Notícia postada em 18/03/2026
A Advocacia-Geral da União (AGU) obteve decisão favorável na 2ª Câmara do Tribunal de Contas da União (TCU), que reformou entendimento anterior e reconheceu a regularidade da atuação da instituição na defesa de agentes públicos em processos de tomada de contas especial (TCE).
A controvérsia envolvia a suposta incompatibilidade entre a atuação da AGU e o interesse público nesses casos. Ao recorrer, a instituição sustentou que a exclusão prévia da defesa institucional violaria princípios como a presunção de legalidade dos atos administrativos e o devido processo legal.
As TCEs têm por finalidade apurar danos à administração pública federal, identificar responsáveis e promover o ressarcimento ao erário.

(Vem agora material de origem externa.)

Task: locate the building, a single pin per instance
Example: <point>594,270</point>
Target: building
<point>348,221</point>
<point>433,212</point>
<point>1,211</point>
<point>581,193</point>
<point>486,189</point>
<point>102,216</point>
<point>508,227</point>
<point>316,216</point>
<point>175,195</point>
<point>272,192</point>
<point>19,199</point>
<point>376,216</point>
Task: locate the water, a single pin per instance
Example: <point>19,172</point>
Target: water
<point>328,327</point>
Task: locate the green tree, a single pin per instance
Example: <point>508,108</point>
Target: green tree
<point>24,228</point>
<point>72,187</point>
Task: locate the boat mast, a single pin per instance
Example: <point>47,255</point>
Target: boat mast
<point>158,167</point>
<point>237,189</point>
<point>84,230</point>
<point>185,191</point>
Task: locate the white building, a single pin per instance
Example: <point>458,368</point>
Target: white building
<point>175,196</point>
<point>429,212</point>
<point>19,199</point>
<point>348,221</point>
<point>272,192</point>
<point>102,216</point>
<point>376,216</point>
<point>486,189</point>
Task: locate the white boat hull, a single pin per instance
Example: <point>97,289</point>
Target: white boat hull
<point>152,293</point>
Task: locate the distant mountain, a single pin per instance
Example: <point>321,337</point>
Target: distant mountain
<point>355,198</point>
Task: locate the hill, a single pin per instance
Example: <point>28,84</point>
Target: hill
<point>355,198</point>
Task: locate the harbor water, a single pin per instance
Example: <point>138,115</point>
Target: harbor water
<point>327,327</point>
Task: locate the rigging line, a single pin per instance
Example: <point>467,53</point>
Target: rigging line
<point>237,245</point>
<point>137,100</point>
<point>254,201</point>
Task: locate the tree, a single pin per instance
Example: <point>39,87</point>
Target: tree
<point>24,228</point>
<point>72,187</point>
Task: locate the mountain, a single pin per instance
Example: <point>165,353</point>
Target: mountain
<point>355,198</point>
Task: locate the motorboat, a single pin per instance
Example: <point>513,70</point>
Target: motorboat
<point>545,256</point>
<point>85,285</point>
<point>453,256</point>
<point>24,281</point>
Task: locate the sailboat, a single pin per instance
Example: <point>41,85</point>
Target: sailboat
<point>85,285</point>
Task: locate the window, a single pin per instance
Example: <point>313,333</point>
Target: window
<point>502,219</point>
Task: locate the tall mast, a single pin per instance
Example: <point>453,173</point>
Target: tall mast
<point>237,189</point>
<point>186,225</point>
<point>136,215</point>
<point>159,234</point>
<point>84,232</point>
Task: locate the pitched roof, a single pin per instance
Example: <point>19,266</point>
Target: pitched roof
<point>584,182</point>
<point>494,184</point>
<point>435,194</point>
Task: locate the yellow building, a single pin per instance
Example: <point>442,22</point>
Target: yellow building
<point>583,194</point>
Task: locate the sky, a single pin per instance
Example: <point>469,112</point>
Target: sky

O recurso de reconsideração foi apresentado pela Subconsultoria-Geral da União de Representação Extrajudicial (Sub-Ex/CGU/AGU). Ao acolher os argumentos, o ministro relator, Jorge Oliveira, afirmou que não é possível presumir, de forma abstrata, a existência de conflito de interesses entre a União e o agente público. Segundo destacou, “enquanto não reconhecida a ilegalidade da conduta, os atos praticados pelo agente no exercício regular da função gozam de presunção de legitimidade”.
O relator ressaltou ainda que a análise sobre eventual conflito deve ser realizada caso a caso, sendo atribuição primária da própria AGU, conforme previsto na Portaria Normativa AGU nº 94/2023.
Ao fundamentar sua decisão, o ministro também mencionou o Manual de Representação Judicial de Agentes Públicos da AGU, destacando que a vedação absoluta à defesa institucional em TCEs gera “efeitos adversos” à administração pública. Nesse sentido, afirmou que “a restrição da defesa institucional tende a estimular comportamentos de fuga à tomada de decisões difíceis, especialmente aquelas mais complexas ou inovadoras, por receio de futuras imputações pessoais. A defesa institucional legítima pode, portanto, ser vista como mecanismo de repartição de riscos, contribuindo para um ambiente de maior segurança decisória”.
Com a decisão, foi restabelecido o entendimento de que a defesa de agentes públicos pela AGU em processos de TCE é plenamente regular, desde que observados os critérios legais e a análise concreta de cada situação pela instituição.
A atuação no caso contou com a participação da advogada da União e consultora nacional de defesa extrajudicial de agentes públicos, Priscilla Machado Oliveira. O processo de referência é o TCE nº 006.293/2021-2.